Finally, we examined the possible interaction of UTF1 with the TFIID complex in EC cells. Again using co‐immunoprecipitation assays with extracts derived from F9 cells, we show that a polyclonal anti‐TBP antibody efficiently co‐immunoprecipitates UTF1 (Figure 8C, lane 2). We also show that both anti‐TBP and anti‐UTF1 antibodies immunoprecipitate TAFII70 (Figure 8C, lanes 3 and 4), one of the subunits of the TFIID complex. It should be noted, however, that the anti‐UTF1 antibody was much less efficient in this procedure, immunoprecipitating only 5% of TAFII70 compared with the anti‐TBP antibody. This result will be discussed in more detail later (see Discussion). Nevertheless, the observed band appears to reflect a specific interaction between UTF1 and the TFIID complex, because, as shown in lane 6 of Figure 8C, the anti‐UTF1 antibody did not co‐immunoprecipitate TAFII70 in nuclear extracts derived from NIH 3T3 cells, a cell line that does not express UTF1. Thus, we conclude that UTF1 interacts with the TFIID complex in EC cells.

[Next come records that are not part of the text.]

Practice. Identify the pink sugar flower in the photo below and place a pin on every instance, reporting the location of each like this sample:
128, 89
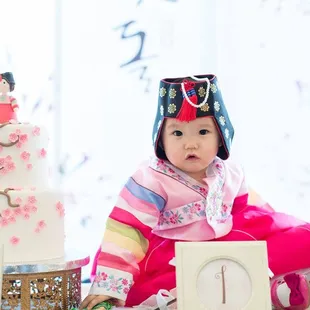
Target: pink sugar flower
14, 240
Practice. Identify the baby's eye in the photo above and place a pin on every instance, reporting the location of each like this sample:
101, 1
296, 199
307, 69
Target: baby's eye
177, 133
203, 132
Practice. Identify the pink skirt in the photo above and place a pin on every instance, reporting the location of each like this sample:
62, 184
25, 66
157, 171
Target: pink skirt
288, 242
6, 113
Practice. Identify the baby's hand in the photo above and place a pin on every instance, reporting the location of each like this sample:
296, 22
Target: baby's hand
92, 300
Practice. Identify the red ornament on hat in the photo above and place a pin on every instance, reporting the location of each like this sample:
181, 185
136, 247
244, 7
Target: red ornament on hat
188, 112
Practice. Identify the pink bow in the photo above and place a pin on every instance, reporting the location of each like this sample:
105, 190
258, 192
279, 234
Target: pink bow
293, 282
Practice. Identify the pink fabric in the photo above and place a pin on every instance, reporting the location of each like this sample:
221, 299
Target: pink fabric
284, 234
279, 230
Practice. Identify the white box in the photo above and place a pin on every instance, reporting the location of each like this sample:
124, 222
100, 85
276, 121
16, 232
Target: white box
222, 276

Understanding the molecular mechanism underlying cellular differentiation is paramount to the advancement of our knowledge of developmental biology. In this regard, elucidation of the molecular mechanism that governs early mouse developmental stages, such as the blastocyst and egg cylinder stages, is an issue of prime importance. To this end, it is important to isolate novel transcription factors which are specifically expressed in these early stages of development, and the UTF1 protein, reported here, represents one such factor. In tissue culture, differentiation of EC cells induced by retinoic acid results in a rapid extinction of UTF1 mRNA. We have recently found that this expression profile is also conserved in man; the human teratocarcinoma cell line N‐tera 2 expresses high levels of the UTF1 mRNA, whereas no expression is detected in HeLa, HL60 or Jurkat cells (A.Fukushima and M.Muramatsu, unpublished data). Analyses of in situ staining of mouse embryos corroborate and extend the results obtained with ES and EC cells. UTF1 mRNA is readily detectable in the ICM and primitive ectoderm, but not in the trophectoderm. During the primitive streak stage, UTF1 expression is inversely correlated with the differentiated state of the embryonic cells. These analyses show that the differentiation process in embryonic cells is accompanied by the down‐regulation of UTF1 protein expression. This UTF1 expression profile is quite similar to that of Oct‐3/4 (Rosner et al., 1990), although there are certain distinct differences, such as the lack of Oct‐3/4 expression in the chorion. Therefore, it initially appeared plausible that UTF1 may function as a coactivator of Oct‐3/4, but further experimental analyses revealed that this was not the case (A.Fukushima and M.Muramatsu, unpublished data). Interestingly, however, results from more recent experiments suggest that UTF1 may act downstream of Oct‐3/4 in the regulatory cascade, which may explain, at least in part, the similar expression profiles of these two genes.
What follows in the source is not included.